Outside, the original 1930s corridor, from Collins Avenue running east to the beach-set terrace, is flanked, inside, by ten tall palm trees. Look right, as you walk, out to an enormous banyan tree, that looks centuries old: apparently it was airlifted here only a few months ago (it came in five pieces, which have since been reformed, as a jigsaw). Inside, the rear of the corridor is a photo gallery with over a hundred classic images of all the big celebrities of the past who used to hang out here. The only obvious omission is Sir Winston Churchill who, by some accounts, used to come and paint here. A fascinating book, in all bedrooms, is Assouline’s history of the Club, that I long to read properly on my next visit. But there are also tomes, in the main lobby, on Dior and Valentino and so many others.

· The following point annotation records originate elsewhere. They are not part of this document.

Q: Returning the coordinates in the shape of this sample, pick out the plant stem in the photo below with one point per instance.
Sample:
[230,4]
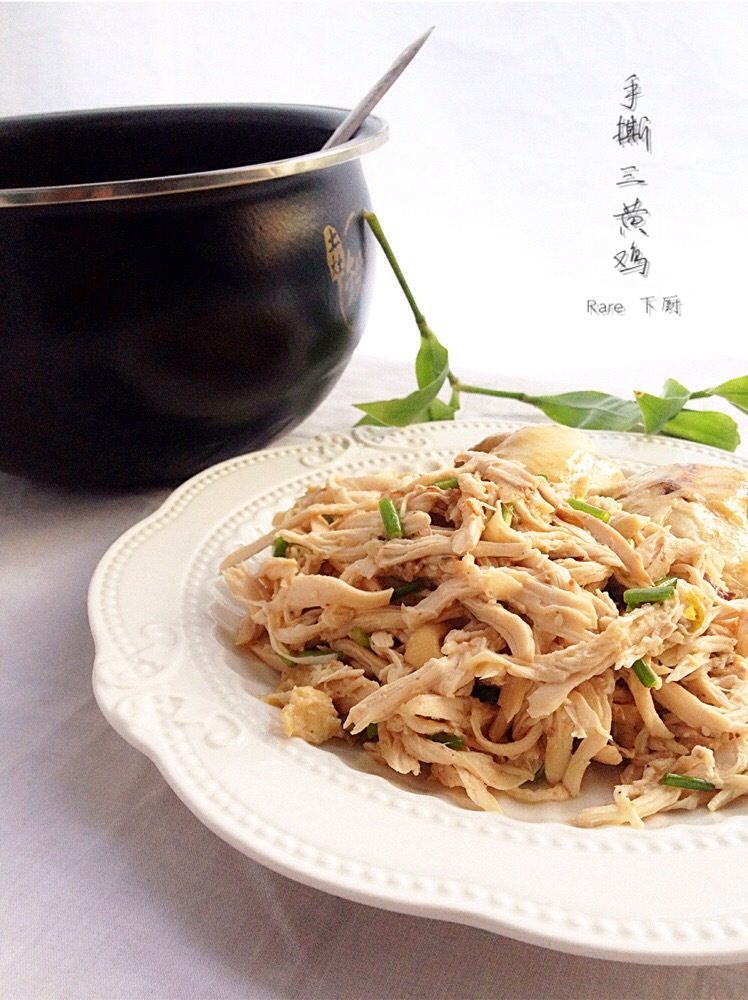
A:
[378,232]
[477,390]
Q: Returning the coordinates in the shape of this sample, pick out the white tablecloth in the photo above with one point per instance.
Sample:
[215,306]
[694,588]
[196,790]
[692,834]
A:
[110,888]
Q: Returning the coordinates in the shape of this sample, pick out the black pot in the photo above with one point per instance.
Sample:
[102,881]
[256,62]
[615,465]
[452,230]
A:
[177,284]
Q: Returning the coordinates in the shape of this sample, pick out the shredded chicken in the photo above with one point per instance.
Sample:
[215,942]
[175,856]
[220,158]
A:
[537,615]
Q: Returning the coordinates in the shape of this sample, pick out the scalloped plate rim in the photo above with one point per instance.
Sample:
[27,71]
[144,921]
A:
[401,901]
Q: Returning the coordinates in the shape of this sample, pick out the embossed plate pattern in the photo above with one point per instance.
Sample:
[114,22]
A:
[167,680]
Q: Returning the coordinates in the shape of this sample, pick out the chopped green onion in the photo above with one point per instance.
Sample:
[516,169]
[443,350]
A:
[646,675]
[407,588]
[360,637]
[390,519]
[487,693]
[588,508]
[662,591]
[683,781]
[450,740]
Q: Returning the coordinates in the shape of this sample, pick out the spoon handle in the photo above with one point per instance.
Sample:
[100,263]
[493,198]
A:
[355,118]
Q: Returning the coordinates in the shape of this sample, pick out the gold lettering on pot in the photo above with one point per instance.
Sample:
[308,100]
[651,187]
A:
[345,265]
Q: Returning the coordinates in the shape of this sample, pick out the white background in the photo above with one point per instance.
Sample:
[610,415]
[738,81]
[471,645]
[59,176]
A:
[497,190]
[498,187]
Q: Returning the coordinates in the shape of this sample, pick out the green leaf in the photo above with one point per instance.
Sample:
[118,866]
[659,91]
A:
[735,391]
[431,360]
[657,410]
[706,427]
[590,409]
[414,407]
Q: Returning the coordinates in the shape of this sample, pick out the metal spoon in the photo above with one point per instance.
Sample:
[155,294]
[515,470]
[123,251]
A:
[355,118]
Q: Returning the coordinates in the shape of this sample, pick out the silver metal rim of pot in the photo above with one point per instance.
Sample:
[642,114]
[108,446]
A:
[376,134]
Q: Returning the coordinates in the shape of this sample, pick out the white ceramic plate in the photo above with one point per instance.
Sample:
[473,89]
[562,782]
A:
[169,682]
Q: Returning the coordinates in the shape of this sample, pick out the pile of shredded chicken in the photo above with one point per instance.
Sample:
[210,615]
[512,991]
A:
[508,666]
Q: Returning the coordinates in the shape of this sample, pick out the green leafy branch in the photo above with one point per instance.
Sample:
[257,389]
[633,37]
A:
[588,409]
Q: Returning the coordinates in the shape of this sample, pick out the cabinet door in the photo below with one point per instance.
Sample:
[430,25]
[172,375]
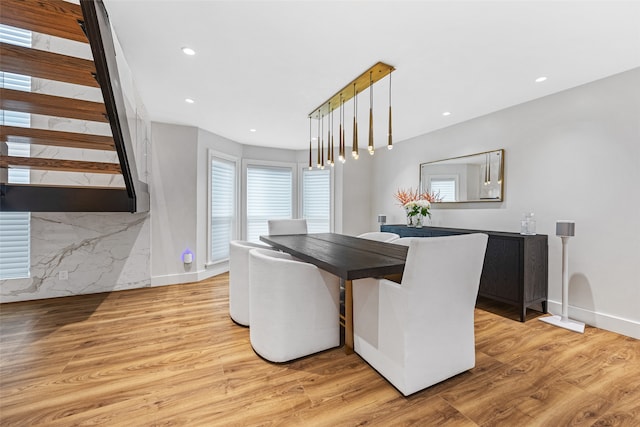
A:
[502,275]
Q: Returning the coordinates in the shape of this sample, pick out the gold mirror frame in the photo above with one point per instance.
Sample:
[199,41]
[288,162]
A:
[473,178]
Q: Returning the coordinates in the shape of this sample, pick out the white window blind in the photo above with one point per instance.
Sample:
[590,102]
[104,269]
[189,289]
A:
[445,187]
[316,199]
[269,196]
[223,207]
[14,226]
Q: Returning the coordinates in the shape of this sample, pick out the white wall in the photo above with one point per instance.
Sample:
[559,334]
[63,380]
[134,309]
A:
[173,191]
[572,155]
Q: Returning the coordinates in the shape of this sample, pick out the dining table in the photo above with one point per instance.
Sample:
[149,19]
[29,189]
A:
[347,257]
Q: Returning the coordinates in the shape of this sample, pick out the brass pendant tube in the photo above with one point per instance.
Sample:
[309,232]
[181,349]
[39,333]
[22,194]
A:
[354,149]
[390,142]
[341,133]
[370,147]
[318,142]
[310,147]
[322,142]
[329,135]
[331,151]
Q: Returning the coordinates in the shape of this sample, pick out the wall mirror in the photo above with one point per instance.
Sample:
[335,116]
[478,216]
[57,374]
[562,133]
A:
[474,178]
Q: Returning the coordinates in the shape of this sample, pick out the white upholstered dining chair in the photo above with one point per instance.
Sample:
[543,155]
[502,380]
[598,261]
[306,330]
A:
[294,307]
[380,236]
[421,332]
[406,241]
[239,280]
[287,226]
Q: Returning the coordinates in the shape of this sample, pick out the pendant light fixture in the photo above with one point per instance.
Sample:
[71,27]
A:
[390,143]
[354,148]
[351,90]
[322,142]
[318,142]
[310,146]
[370,146]
[329,129]
[332,146]
[341,131]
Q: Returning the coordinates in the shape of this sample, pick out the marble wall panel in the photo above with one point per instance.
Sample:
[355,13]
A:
[100,252]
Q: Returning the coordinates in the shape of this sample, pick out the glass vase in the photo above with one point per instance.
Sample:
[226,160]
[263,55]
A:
[410,222]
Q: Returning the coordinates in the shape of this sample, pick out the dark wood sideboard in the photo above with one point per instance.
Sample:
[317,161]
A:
[515,267]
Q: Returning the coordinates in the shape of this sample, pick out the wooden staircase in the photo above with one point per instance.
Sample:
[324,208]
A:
[85,23]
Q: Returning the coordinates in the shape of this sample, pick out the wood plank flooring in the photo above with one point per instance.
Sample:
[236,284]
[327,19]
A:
[171,356]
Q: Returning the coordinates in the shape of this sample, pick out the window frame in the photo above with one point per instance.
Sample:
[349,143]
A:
[246,164]
[302,167]
[211,155]
[22,38]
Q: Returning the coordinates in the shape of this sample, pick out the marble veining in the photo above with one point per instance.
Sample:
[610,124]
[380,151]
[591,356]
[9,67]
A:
[100,252]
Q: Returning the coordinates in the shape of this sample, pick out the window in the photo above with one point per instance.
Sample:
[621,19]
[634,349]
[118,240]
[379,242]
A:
[269,195]
[14,226]
[223,207]
[316,199]
[447,188]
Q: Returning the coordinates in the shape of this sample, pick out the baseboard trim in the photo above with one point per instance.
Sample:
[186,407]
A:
[195,276]
[628,327]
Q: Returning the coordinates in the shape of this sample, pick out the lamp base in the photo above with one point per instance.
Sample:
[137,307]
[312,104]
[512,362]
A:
[572,325]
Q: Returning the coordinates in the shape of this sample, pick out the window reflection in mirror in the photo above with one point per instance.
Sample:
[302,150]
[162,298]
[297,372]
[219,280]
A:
[474,178]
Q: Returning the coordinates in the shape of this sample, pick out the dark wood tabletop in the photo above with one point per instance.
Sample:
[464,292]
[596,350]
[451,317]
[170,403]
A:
[347,257]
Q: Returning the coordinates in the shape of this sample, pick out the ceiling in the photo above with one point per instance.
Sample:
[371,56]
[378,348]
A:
[265,65]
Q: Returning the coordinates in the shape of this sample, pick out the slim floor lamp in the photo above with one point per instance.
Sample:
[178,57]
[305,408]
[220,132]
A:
[565,230]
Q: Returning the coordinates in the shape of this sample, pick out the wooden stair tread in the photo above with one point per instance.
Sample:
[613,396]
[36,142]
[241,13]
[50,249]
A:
[37,103]
[73,186]
[56,138]
[54,17]
[37,163]
[48,198]
[47,65]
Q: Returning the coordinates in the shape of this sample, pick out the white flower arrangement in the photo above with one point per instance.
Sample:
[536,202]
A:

One highlight not to be missed is the spa, where treatment rooms look right out to the ocean. Designer Joseph Ditand’s rooms are as white as his hotel bedrooms upstairs – and, as there, he has used travertine everywhere, even wrapping the German massage beds. My Hungarian therapist, who had her own studio in New York before moving here, for the sun and for Four Seasons’ reputation, called on her years of wisdom as she decided on an Austrian product, Susanne Kaufmann, new to me (afterwards at least a couple of people exclaimed at the result). Another highlight was definitely my steak tartare at dinner last night: with its crowning frame of tiny green leaves, it looked a winner and its taste was divine. As was illustrated so perfectly, leaving a luxury hotel feeling better and with a myriad of happy memories indicates the value there is in today’s world of top-end travel.